In summary, new media represents a convergence of two separate histories. It is a convergence of media technologies and of digital computing. It is important to notice that this convergence involves two distinct steps. Media representations are translated from analog to a digital code. This turns them into numerical data which can be subjected to any and all operations which computers are capable off. There are two separate ideas at work here: digital code and computation. New media involves two distinct ideas, that of the digital and that of computation. It refers to two distinct ideas: numerical (discrete) representation and a computer (a device for calculation). The two do not imply each other; for instance, analog computers can operate over continuous data. However, since digital media in reality most often is used in conjunction with computers, the two ideas became conflated. Still, the set of qualities which we attribute to digital media is eclectic, referring to both the idea of digital coding and to the idea of computation. However, the idea of a digital by itself can hardly separate new media from the old. What is essential is not that media is simply translated into a digital code but that through this translation it becomes subject to computation. In view of this, the term "digital media" which became popular in the 1990s is unfortunate, since it only reflects one idea - that of digitization. A better term would be "computer media" or, even better, "programmable media."

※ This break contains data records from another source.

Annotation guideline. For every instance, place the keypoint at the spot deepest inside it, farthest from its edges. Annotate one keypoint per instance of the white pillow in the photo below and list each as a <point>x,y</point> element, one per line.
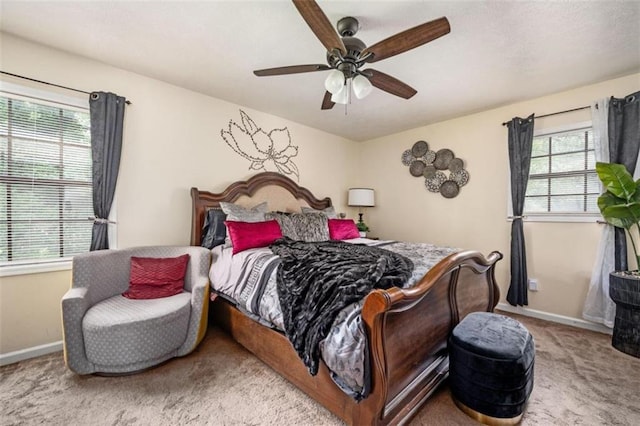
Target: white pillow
<point>330,212</point>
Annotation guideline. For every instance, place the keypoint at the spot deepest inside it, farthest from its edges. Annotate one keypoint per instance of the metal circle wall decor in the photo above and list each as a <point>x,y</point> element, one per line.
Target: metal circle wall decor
<point>442,171</point>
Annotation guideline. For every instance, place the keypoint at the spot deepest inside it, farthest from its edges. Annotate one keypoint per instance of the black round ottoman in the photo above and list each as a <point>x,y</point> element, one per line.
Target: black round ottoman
<point>491,360</point>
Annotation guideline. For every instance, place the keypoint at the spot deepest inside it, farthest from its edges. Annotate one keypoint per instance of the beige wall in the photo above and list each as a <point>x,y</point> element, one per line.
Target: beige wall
<point>171,143</point>
<point>560,255</point>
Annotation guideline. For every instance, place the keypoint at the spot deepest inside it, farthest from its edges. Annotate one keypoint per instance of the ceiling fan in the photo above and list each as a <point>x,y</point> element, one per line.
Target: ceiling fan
<point>346,55</point>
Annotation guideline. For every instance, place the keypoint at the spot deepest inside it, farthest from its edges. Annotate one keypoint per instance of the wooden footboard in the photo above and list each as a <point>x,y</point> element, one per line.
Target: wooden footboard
<point>407,332</point>
<point>407,329</point>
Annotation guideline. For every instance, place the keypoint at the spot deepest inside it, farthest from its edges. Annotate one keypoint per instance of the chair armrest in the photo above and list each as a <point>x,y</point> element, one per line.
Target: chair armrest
<point>75,304</point>
<point>199,315</point>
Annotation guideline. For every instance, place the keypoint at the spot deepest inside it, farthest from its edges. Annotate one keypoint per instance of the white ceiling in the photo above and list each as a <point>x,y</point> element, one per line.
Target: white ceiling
<point>498,52</point>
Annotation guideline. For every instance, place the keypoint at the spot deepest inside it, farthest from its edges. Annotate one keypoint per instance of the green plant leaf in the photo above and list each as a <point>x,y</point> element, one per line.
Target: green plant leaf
<point>622,215</point>
<point>617,180</point>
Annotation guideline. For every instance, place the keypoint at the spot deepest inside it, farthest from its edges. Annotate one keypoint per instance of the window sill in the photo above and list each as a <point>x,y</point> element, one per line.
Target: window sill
<point>35,268</point>
<point>560,218</point>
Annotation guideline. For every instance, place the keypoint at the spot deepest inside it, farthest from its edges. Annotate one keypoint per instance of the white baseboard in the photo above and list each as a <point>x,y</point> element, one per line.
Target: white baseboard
<point>36,351</point>
<point>561,319</point>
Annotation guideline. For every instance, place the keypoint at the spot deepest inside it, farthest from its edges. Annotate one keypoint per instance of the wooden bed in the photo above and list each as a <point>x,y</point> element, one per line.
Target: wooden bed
<point>407,362</point>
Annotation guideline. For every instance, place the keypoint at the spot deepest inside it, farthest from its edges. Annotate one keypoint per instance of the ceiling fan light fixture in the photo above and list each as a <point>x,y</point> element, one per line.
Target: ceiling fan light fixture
<point>342,97</point>
<point>361,86</point>
<point>334,82</point>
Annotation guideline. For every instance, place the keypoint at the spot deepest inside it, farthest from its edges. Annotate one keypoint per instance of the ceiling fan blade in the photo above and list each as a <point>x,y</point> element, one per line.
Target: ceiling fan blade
<point>293,69</point>
<point>320,25</point>
<point>407,40</point>
<point>327,103</point>
<point>389,84</point>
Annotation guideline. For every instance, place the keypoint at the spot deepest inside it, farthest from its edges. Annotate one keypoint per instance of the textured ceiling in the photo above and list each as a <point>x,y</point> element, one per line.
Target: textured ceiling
<point>498,52</point>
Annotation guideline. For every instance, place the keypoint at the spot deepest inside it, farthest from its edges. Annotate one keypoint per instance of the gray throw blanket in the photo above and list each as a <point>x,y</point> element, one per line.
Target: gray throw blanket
<point>315,281</point>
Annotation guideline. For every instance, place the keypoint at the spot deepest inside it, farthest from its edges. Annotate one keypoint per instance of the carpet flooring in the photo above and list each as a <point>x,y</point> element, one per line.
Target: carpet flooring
<point>579,380</point>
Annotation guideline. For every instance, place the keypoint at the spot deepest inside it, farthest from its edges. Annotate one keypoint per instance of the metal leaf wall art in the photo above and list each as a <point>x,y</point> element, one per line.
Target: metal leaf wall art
<point>267,151</point>
<point>441,170</point>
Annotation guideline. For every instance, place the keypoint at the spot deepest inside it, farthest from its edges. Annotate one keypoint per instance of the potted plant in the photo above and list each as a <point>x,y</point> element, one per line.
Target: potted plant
<point>363,228</point>
<point>620,207</point>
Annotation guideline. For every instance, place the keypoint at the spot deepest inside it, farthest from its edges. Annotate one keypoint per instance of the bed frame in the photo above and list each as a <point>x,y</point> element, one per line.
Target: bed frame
<point>407,329</point>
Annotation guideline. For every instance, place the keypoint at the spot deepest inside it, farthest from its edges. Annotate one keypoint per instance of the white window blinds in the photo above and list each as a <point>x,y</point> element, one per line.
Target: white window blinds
<point>562,177</point>
<point>45,180</point>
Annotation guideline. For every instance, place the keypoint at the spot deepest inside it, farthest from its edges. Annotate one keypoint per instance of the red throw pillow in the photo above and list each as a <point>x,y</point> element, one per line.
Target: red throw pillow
<point>343,229</point>
<point>153,278</point>
<point>246,235</point>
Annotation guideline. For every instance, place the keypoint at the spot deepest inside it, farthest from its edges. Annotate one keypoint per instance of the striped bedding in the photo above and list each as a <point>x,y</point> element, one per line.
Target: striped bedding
<point>248,279</point>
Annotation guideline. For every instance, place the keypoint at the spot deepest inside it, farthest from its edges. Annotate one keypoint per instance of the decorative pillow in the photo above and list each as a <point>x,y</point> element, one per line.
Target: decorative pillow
<point>247,235</point>
<point>286,224</point>
<point>153,278</point>
<point>330,212</point>
<point>241,214</point>
<point>343,229</point>
<point>311,227</point>
<point>214,232</point>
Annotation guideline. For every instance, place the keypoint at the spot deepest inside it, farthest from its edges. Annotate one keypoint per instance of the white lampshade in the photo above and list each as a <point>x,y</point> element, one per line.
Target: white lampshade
<point>334,82</point>
<point>361,197</point>
<point>361,86</point>
<point>342,97</point>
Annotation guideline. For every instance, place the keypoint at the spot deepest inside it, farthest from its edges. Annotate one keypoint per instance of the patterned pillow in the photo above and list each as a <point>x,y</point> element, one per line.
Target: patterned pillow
<point>311,227</point>
<point>238,213</point>
<point>214,232</point>
<point>153,278</point>
<point>330,212</point>
<point>241,214</point>
<point>286,225</point>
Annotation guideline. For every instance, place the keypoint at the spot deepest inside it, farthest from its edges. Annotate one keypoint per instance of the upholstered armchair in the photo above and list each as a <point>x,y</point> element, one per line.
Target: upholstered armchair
<point>105,332</point>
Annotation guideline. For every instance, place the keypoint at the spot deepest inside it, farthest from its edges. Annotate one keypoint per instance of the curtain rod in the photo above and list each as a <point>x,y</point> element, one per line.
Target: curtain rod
<point>51,84</point>
<point>555,113</point>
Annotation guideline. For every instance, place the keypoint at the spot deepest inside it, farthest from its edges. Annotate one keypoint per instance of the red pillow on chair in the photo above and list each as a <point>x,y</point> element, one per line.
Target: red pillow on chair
<point>343,229</point>
<point>153,278</point>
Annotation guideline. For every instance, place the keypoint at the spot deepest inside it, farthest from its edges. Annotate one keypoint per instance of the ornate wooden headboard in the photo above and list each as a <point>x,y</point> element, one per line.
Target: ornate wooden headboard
<point>203,200</point>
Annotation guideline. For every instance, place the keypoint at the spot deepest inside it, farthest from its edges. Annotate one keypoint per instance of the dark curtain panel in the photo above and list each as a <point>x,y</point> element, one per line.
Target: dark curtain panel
<point>520,141</point>
<point>107,117</point>
<point>624,144</point>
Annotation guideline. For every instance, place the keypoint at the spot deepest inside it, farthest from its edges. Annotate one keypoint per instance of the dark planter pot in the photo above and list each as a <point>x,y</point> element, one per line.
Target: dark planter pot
<point>624,290</point>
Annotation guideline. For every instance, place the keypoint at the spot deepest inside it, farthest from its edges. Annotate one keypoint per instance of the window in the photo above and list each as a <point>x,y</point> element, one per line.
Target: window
<point>45,180</point>
<point>562,177</point>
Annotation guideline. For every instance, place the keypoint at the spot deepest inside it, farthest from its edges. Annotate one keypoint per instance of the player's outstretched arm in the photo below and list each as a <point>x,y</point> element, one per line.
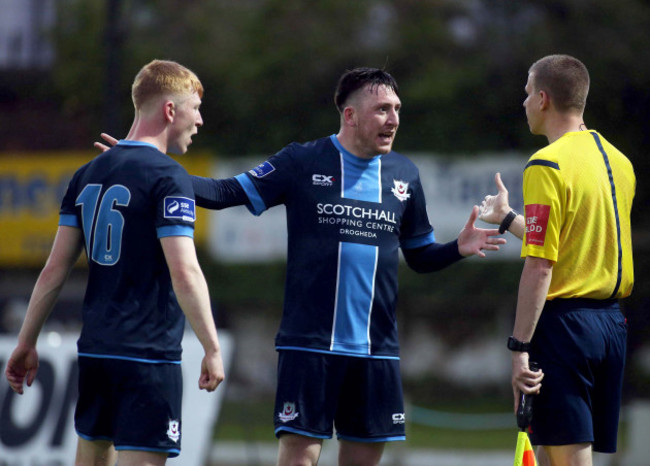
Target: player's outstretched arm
<point>473,241</point>
<point>495,208</point>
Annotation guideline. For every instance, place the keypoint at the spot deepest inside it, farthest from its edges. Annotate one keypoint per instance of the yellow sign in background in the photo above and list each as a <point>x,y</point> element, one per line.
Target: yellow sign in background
<point>32,186</point>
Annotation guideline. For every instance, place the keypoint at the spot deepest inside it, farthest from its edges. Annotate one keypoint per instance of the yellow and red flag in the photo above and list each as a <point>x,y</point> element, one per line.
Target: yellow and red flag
<point>524,454</point>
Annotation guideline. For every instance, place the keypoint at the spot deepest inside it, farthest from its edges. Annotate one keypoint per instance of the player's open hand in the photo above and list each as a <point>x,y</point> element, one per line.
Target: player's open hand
<point>495,207</point>
<point>22,367</point>
<point>109,139</point>
<point>473,241</point>
<point>212,372</point>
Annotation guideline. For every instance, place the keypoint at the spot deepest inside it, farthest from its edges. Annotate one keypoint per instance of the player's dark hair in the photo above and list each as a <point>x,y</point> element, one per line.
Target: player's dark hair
<point>358,78</point>
<point>565,79</point>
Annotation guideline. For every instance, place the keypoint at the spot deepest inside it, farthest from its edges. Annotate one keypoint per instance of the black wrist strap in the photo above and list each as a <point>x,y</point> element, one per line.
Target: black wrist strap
<point>507,221</point>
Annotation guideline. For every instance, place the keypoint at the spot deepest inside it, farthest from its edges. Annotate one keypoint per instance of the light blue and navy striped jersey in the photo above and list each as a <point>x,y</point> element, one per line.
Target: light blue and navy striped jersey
<point>346,219</point>
<point>124,201</point>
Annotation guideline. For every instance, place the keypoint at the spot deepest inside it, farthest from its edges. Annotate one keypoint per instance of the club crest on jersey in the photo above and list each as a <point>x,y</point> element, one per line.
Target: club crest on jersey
<point>262,170</point>
<point>181,208</point>
<point>400,190</point>
<point>288,413</point>
<point>322,180</point>
<point>174,431</point>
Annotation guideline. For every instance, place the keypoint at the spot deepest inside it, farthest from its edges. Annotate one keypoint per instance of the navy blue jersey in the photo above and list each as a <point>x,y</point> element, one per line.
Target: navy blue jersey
<point>346,219</point>
<point>124,201</point>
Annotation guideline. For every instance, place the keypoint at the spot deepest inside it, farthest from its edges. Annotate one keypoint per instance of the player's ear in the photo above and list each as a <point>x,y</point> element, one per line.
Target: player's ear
<point>544,101</point>
<point>350,116</point>
<point>169,111</point>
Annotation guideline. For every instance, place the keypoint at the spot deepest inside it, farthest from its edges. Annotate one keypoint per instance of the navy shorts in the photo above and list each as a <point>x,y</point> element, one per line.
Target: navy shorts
<point>135,405</point>
<point>361,397</point>
<point>580,344</point>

Out of these four principles, the principle of variability maybe be the most interesting. On the one hand, such popular new media forms as branching-type interactivity and hypermedia can be seen as particular instances of variability principle. On the other hand, this principle demonstrates how the changes in media technologies are closely tied up with changes in social organization. Just as the logic of old media corresponded to the logic of industrial mass society, the logic of the new media fits the logic of the post-industrial society of personal variability. In industrial mass society everybody was supposed to enjoy the same goods -- and to have the same beliefs. This was also the logic of media technology. A media object was assembled in a media factory (such as a Hollywood studio). Millions of identical copies were produced from a master and distributed to all the citizens. Broadcasting, film distribution, print technologies all followed this logic.

In a post-industrial society, every citizen can construct her own custom lifestyle and "select" her ideology from a large (but not infinite) number of choices. Rather than pushing the same objects/information to a large group, marketing tries to target each individual separately, The logic of new media technology reflects this new condition perfectly. Every visitor to a Web site automatically gets her own custom version of the site created on the fly from a database. Every hypertext reader gets her own version of the text. Every viewer of an interactive installation gets her own version of the work. And so on. In this way new media technology acts as the most perfect realization of the utopia of a perfect society composed from unique individuals. New media objects assure the users that their choices — and therefore, their underlying thoughts and desires — are unique, rather than pre-programmed and shared with others. As though trying to compensate for their earlier role in making us all the same, today descendants of the Jacquard's loom, The Hollerith tabulator and Zuse's cinema-computer are now working to convince us that we are all different.